In contrast to Welles, Hitchcock’s sex life has typically been described as both modest and repressed. While many have drawn conclusions about Hitchcock’s sexuality from Tippi Hedren’s accusation that she was sexually assaulted by the director, this link is not necessary: Hitchcock’s obsessions are on full display in his films, which burst at the seams with sexual guilt and fetishization. Hitchcock often falls into the lazy trap of what Norman Mailer described, in one of his finest essays, as deploying “The Homosexual Villain” (whereby dramatists adorn sociopathic antagonists with stereotypically homosexual traits, as if to suggest that one form of “deviance” from social norms implied or even explained another). Examples in Hitchcock’s films include Murder (1930), Strangers on a Train (1951), Rope, and Martin Landau’s character in North by Northwest (1959), but there is much more than that going on. Hitchcock routinely reveals a fascination with sexual power and control; handcuffs play an especially notable role in the first three decades of his filmmaking (e.g., The Lodger , The 39 Steps, Saboteur ). If shedding the overt bondage, what Hitchcock called “the fetish idea” became even more pronounced in late career. In Marnie (1964), Hitchcock described this manifesting as the compulsion of “a man [who] wants to go to bed with a thief because she is a thief,” explaining to Truffaut that he thought expressing the fetish was less successfully executed in Marnie than in his other films because to make the point adequately clear “we’d have had to have Sean Connery catching the girl robbing the safe and show that he felt like jumping at her” on the spot.
Quite understandably, Hitchcock counts Vertigo among his “fetish” pictures. Among other things, consider that it is clear to the viewer (but apparently not the censors) that when Scotty rescues an unconscious Judy/Madeline from San Francisco Bay, he subsequently disrobes her completely; later we learn that she was actually only pretending to be unconscious, and so was awake for the entire episode. One would have hoped that Kolker would have more to say about how what each character knew (or thought they knew) about this informed their subsequent relationship, with its layers of obsession and duplicity. Ultimately, however, The Extraordinary Image catalogues rather than interrogates the sexual idiosyncrasies and frustrations of the characters that appear in all of these films.
There is still plenty to say about Alfred, Orson, and Stanley. And if you are among those who enjoy such things, The Extraordinary Image will offer a good read, and you will likely find it a pleasure to argue with the book along the way. But ultimately Kolker’s ambition is too modest.

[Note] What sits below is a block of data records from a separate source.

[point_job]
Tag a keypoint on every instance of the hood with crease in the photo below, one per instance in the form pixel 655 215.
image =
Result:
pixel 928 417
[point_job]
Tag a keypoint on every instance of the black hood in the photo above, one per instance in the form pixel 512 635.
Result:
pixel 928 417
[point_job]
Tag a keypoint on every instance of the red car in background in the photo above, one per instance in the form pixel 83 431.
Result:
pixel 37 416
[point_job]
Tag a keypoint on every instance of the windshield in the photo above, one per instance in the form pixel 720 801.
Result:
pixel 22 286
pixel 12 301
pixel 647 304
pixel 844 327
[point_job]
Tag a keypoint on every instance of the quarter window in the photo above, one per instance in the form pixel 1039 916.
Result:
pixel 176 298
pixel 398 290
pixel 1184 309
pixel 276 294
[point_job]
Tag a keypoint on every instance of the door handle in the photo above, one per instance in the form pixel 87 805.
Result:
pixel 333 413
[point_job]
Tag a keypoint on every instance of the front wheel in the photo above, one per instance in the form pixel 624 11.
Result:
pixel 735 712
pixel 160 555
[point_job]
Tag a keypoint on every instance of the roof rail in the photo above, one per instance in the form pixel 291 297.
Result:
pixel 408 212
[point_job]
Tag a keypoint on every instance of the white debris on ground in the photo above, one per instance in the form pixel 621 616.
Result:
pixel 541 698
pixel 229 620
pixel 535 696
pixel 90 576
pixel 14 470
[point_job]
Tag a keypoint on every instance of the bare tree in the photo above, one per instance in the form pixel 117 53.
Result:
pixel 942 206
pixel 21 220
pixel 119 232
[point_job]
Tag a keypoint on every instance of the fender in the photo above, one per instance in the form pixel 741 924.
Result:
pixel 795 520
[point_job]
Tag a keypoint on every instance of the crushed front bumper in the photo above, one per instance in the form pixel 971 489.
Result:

The book is littered with keen observations readily savored, but the reader is unlikely to come away from the discussion with a novel appreciation of a film, or a scene. The book concludes with the observation that our heroes shared the ability to “triumph” over “the ordinary, the conventional, the banal.” Certainly they did. But surely there was more.
Jonathan Kirshner is Professor of Political Science and International Studies at Boston College. His most recent books are The Downfall of the American Order? (co-edited with Peter Katzenstein) and An Unwritten Future: Realism and Uncertainty in World Politics.